Sobald die Kadenz oben ist, setzt du dich in den Sattel und gehst in deinen eigentlichen Renn-Rhythmus über — je nach Disziplin also entweder ins Verfolgungstempo oder in die taktische Sprintphase. Der Start ist damit abgeschlossen, aber er hat bereits über einen Großteil deiner verbleibenden Energiereserven entschieden.
Starttraining bedeutet maximale Kraftentfaltung bei minimaler Geschwindigkeit — genau das macht die ersten Meter tückisch: Ein Wackler beim Antritt bringt dich leichter aus dem Gleichgewicht als bei hohem Tempo. Übe Starts deshalb zuerst auf der flachen Bahn, nie direkt in der Steilkurve.
Weil hohe Drehmomente auf Rahmen und Antrieb wirken [4], solltest du dein Material regelmäßig von einem Mechaniker prüfen lassen — ein Bauteil, das unter Last nachgibt, ist beim Start genauso riskant wie in der Kurve.
Film deine Starts von der Seite, nicht von vorn. So siehst du sofort, ob dein Oberkörper wirklich tief genug über dem Lenker liegt und ob dein erster Tritt wirklich maximal war — beides ist von vorn kaum zu beurteilen.
Ein Detail, das Top-Sprinter nutzen: Sie stellen sich das Startsignal nicht als „Los!" vor, sondern als Fortsetzung einer bereits laufenden Bewegung — mental sind sie in Gedanken schon in Bewegung, bevor der Block sich löst. Das nimmt die Verzögerung aus der Reaktion.

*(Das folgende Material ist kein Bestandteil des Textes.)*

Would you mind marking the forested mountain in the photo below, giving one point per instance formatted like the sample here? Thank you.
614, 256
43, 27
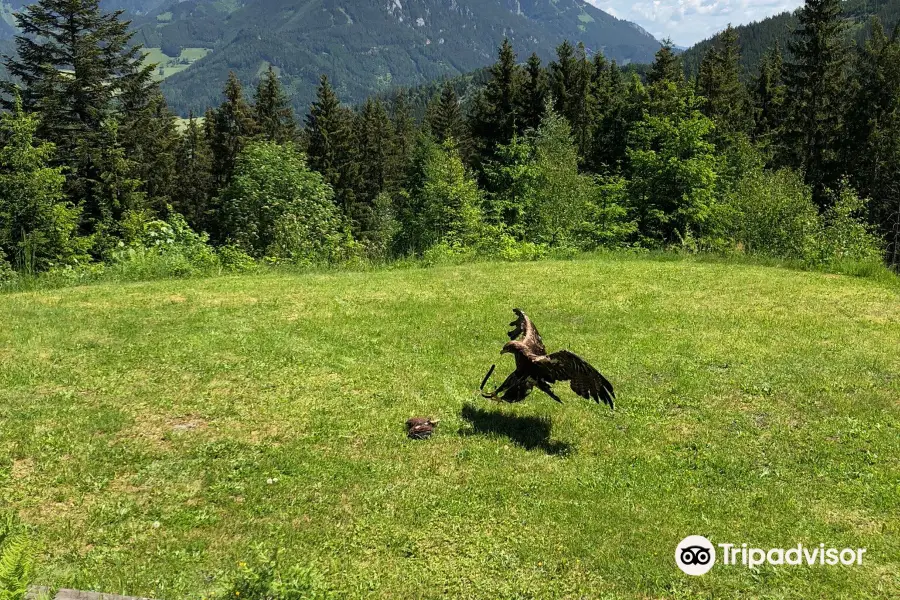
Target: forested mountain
574, 153
756, 38
367, 45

Der Startblock öffnet in rund 0,2 Sekunden [3] — zu schnell für bewusstes Nachdenken. Die besten Starter antizipieren das Signal, statt darauf zu reagieren, und setzen ihre Kraft exakt im Moment der Freigabe ein. Dieses Timing ist trainierbar wie jede andere Fertigkeit.
Elite-Sprinter erreichen in den ersten Sekunden Spitzenwerte von 1800 bis über 2600 Watt [2] — etwa so viel wie ein leistungsstarker Haartrockner aus der Steckdose zieht. Für Einsteiger ist die absolute Zahl unwichtig, die Technik zählt zuerst.
Eine tendenziell schwerere Übersetzung nutzt die enorme Anfangskraft besser aus als ein zu leichter Gang, der sofort überdreht. Die genaue Wahl hängt von deinem Körpergewicht und deiner Zieldisziplin ab — lass sie dir vom Trainer anpassen.
Innerhalb von rund drei Sekunden solltest du von null auf 120 bis 140 Umdrehungen pro Minute kommen [1] — etwa doppelt so schnell wie eine entspannte Ausdauer-Kadenz. Das ist ein Trainingsziel für Fortgeschrittene, kein Muss für den ersten Startversuch.